It came down to the wire -- in fact, past the 3 p.m. ET trade deadline with Twitter on the edge of its collective seat -- but in the end, Kyle Lowry is staying with the Toronto Raptors, per ESPN's Adrian Wojnarowski

Heading into Thursday, this seemed like an almost impossible outcome with the Raptors sitting eight games under .500 and Lowry, at 35 years old, on an expiring contract. The logical play seemed to be getting a strong return for Lowry now rather than potentially lose him for nothing in the offseason. Now we'll wait to see what Toronto does this summer. It could work a sign-and-trade, or it could, believe it or not, re-sign Lowry again. 

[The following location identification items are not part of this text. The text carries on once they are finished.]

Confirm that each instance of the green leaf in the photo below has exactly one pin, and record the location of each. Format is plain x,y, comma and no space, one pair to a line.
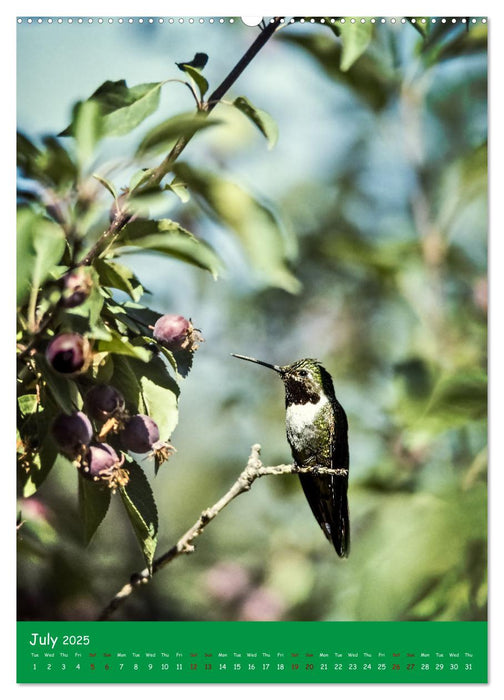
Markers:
125,379
118,276
264,122
162,135
87,130
197,77
122,108
141,509
107,184
256,227
94,502
356,38
91,308
161,405
180,189
120,345
168,237
63,391
40,245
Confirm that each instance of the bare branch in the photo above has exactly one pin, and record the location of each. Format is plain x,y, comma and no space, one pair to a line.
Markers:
254,470
158,173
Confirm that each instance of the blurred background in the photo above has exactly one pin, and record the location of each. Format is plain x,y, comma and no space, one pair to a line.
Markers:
379,180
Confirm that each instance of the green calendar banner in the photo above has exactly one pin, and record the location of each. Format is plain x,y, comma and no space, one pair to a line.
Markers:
252,652
251,349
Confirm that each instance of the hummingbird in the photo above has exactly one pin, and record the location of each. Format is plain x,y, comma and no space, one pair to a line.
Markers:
317,432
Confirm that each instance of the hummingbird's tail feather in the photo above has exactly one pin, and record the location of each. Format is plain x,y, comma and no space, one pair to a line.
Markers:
327,496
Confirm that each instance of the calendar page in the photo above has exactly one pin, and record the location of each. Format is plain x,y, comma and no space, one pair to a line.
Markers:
251,349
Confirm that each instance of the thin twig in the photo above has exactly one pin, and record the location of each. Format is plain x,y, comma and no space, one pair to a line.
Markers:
158,173
214,99
254,470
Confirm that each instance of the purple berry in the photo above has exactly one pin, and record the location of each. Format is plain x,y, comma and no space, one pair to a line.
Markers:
68,353
71,433
101,463
175,332
103,402
77,286
140,434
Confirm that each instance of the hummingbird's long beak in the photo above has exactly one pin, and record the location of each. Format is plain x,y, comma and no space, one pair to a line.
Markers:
276,368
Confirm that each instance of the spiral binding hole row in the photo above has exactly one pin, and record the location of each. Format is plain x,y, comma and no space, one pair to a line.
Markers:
231,20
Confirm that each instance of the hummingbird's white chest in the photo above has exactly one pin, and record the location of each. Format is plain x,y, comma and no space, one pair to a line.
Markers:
300,420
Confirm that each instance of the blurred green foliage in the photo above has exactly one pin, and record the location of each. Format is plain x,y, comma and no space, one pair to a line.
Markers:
386,284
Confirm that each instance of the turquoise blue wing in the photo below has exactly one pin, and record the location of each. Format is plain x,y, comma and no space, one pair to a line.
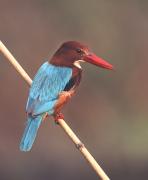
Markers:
49,81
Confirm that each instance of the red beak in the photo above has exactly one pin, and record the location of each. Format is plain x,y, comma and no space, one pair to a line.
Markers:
93,59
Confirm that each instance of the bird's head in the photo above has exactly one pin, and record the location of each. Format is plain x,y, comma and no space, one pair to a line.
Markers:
71,53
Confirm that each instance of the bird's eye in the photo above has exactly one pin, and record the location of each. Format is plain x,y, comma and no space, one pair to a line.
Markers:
79,51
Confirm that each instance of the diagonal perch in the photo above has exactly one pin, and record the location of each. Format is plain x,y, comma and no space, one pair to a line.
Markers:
93,163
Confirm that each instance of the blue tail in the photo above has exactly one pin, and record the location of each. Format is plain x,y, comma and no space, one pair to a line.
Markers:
30,133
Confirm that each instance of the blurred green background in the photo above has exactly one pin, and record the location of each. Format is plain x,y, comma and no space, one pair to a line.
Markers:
109,112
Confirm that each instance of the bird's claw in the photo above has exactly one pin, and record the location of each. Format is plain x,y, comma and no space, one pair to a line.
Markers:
57,117
66,94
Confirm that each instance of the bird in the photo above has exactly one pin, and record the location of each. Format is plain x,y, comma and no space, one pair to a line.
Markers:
54,84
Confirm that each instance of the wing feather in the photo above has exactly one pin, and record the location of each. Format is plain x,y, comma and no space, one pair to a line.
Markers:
49,81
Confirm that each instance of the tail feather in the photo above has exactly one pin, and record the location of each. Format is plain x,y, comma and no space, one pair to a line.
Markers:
30,133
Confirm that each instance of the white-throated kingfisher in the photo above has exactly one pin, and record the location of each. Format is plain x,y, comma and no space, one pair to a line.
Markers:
54,84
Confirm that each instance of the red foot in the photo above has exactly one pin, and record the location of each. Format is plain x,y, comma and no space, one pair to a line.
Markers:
58,116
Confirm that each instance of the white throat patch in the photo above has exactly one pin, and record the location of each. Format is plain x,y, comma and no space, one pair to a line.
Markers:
77,64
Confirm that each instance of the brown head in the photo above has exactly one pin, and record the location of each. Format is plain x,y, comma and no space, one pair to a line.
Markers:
71,53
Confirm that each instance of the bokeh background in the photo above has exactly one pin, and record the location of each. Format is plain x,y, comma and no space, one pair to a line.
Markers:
109,112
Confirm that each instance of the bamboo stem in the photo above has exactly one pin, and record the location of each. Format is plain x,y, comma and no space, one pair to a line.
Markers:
93,163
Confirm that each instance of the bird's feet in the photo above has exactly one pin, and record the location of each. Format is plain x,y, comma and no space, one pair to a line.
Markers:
57,117
45,116
66,94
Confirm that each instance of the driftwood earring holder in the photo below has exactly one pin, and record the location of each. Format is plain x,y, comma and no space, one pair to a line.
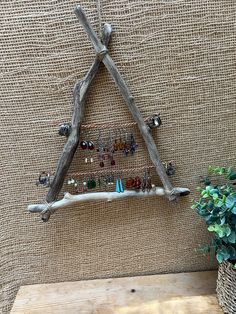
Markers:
74,130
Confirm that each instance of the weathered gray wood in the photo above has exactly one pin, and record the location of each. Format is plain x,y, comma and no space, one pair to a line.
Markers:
80,91
117,77
107,196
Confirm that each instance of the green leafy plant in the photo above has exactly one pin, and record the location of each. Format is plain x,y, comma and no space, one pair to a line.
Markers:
217,206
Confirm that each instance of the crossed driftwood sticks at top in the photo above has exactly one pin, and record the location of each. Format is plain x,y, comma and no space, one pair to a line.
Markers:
80,91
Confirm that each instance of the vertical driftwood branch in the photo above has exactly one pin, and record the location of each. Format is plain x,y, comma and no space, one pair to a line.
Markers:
117,77
80,91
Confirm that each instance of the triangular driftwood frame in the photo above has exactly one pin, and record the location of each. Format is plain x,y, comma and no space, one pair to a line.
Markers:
80,92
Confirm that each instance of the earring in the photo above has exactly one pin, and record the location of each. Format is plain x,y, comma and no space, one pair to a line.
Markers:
129,183
133,144
43,179
100,149
121,186
170,169
137,183
149,182
110,150
117,186
126,149
90,145
83,145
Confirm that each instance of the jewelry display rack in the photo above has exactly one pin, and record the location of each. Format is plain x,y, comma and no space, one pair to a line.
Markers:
73,132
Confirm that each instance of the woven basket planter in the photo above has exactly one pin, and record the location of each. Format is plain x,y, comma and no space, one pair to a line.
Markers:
226,288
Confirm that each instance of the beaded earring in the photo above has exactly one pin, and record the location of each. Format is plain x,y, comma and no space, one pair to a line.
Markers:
133,144
117,186
111,150
100,150
121,186
126,146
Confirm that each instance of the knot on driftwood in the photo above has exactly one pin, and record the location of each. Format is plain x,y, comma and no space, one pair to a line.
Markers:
101,54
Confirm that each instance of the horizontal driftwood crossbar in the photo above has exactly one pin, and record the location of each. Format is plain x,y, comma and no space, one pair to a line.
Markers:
106,196
80,92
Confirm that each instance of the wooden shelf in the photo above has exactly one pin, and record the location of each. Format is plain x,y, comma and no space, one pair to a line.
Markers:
185,293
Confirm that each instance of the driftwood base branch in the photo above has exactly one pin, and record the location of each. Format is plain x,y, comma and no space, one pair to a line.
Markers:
106,196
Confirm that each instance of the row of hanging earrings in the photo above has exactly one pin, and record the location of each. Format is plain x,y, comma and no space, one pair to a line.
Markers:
106,149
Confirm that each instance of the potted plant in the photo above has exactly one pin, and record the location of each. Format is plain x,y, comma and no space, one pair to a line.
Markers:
217,206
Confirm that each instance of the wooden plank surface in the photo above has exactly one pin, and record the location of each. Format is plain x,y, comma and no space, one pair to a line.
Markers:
185,293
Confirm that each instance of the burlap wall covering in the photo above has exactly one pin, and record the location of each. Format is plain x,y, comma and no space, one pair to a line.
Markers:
178,58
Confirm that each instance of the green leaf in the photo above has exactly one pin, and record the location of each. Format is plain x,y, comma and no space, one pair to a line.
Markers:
211,228
232,237
232,176
227,231
219,257
230,201
222,220
233,210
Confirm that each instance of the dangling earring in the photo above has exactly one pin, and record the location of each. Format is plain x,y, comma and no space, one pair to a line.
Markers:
83,145
149,182
117,186
121,186
100,150
110,150
126,149
133,144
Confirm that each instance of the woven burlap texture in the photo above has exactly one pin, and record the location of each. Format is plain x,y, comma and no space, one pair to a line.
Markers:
226,287
178,58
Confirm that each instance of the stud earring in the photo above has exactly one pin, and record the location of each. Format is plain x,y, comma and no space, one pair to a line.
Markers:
100,150
117,186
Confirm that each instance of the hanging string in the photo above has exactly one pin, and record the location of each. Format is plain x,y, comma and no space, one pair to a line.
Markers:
98,3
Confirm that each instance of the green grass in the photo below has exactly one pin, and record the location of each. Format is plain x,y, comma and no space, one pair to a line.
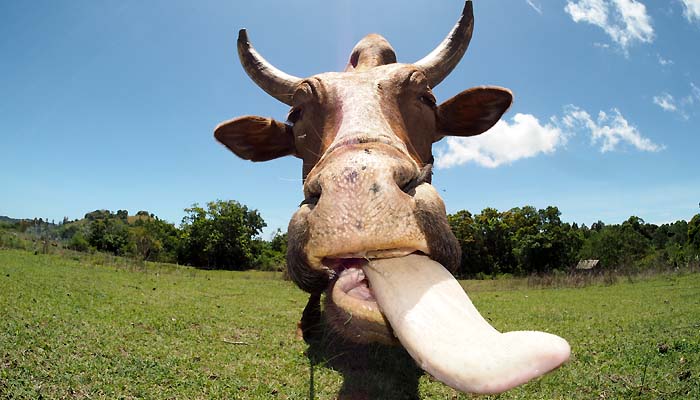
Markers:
96,327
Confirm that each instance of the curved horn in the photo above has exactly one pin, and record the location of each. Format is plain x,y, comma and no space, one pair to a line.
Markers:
270,79
441,61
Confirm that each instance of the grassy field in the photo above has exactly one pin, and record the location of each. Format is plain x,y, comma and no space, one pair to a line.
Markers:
98,327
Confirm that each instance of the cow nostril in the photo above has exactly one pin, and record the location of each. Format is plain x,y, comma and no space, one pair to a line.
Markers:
312,200
312,192
424,176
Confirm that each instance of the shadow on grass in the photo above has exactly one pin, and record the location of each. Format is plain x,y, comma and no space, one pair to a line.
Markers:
369,371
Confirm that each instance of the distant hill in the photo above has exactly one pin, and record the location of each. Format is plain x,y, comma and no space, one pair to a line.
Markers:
7,219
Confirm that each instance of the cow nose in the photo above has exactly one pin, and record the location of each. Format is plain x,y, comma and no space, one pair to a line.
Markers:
362,174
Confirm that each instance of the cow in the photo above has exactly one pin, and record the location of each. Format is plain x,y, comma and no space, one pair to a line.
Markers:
371,233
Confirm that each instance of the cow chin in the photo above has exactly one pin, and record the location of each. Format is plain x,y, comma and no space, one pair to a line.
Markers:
350,308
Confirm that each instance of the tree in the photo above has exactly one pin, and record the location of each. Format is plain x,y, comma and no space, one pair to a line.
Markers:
694,233
222,236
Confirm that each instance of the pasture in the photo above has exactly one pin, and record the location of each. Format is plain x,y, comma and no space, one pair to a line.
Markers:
80,326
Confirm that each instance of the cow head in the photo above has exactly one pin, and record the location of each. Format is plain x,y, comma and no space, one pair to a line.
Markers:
372,231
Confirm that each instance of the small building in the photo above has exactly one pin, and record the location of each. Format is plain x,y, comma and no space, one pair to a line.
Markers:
587,265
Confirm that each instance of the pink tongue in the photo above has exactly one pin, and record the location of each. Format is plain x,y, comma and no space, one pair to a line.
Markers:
439,326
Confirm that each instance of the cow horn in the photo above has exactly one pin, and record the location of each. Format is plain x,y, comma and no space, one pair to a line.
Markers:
270,79
441,61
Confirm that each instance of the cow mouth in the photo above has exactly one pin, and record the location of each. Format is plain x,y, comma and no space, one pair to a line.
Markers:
412,300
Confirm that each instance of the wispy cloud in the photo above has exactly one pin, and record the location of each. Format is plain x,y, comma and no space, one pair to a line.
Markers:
625,21
664,61
666,101
534,6
525,137
692,10
683,105
505,143
611,131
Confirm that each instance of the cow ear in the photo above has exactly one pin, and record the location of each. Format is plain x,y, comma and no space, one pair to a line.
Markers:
472,112
256,138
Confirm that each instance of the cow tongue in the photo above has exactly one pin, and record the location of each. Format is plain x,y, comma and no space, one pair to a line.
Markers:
444,333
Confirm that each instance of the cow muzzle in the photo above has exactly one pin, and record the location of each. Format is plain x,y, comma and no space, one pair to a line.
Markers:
381,241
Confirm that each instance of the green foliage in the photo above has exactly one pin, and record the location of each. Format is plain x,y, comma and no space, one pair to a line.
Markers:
518,241
221,237
78,242
272,254
694,232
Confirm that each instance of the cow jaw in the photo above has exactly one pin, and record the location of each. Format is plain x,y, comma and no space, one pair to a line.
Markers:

Personally, I'm done trying to figure out what Masai Ujiri is going to do. Here I, like just about everyone else, figured the Raptors were finally ready to cash in at least this season and start truly looking ahead, and somehow they might've doubled down on getting back in the playoff race by trading Norman Powell to the Trail Blazers. At first, that seemed like a selloff, too, but when you look at the return of Gary Trent Jr. and Rodney Hood, it begs the question: Did the Raptors actually get better?

Trent is a stud. Portland is really going to miss him. He makes huge shots and battles like heck defensively. Hood is better than his paltry stats this season indicate: Under five points per game, under 30 percent from 3. You can't have enough wing depth in the playoffs, and again, Lowry remains. 

I still can't fully believe Ujiri didn't pull the trigger on a Lowry deal. Miami was reportedly offering a package around Duncan Robinson but wouldn't include Tyler Herro. Robinson is a very valuable player as one of the best shooters in the world and his tiny $3.2 million cap hold is extremely valuable as it pertains to offseason flexibility. The Philadelphia 76ers, the Los Angeles Lakers, the big guns came for Lowry, who was the only player on the market that realistically would've altered the championship equation. 

Give the Raptors credit. We all gripe about teams not putting their best foot forward with the league making it too attractive to lose at the expense of future gain, but Toronto plays to win and it highly values Lowry, the most important player in franchise history. But this is a stunner. Lowry is staying. And the Raptors might be a handful in the playoffs ... if they can get there.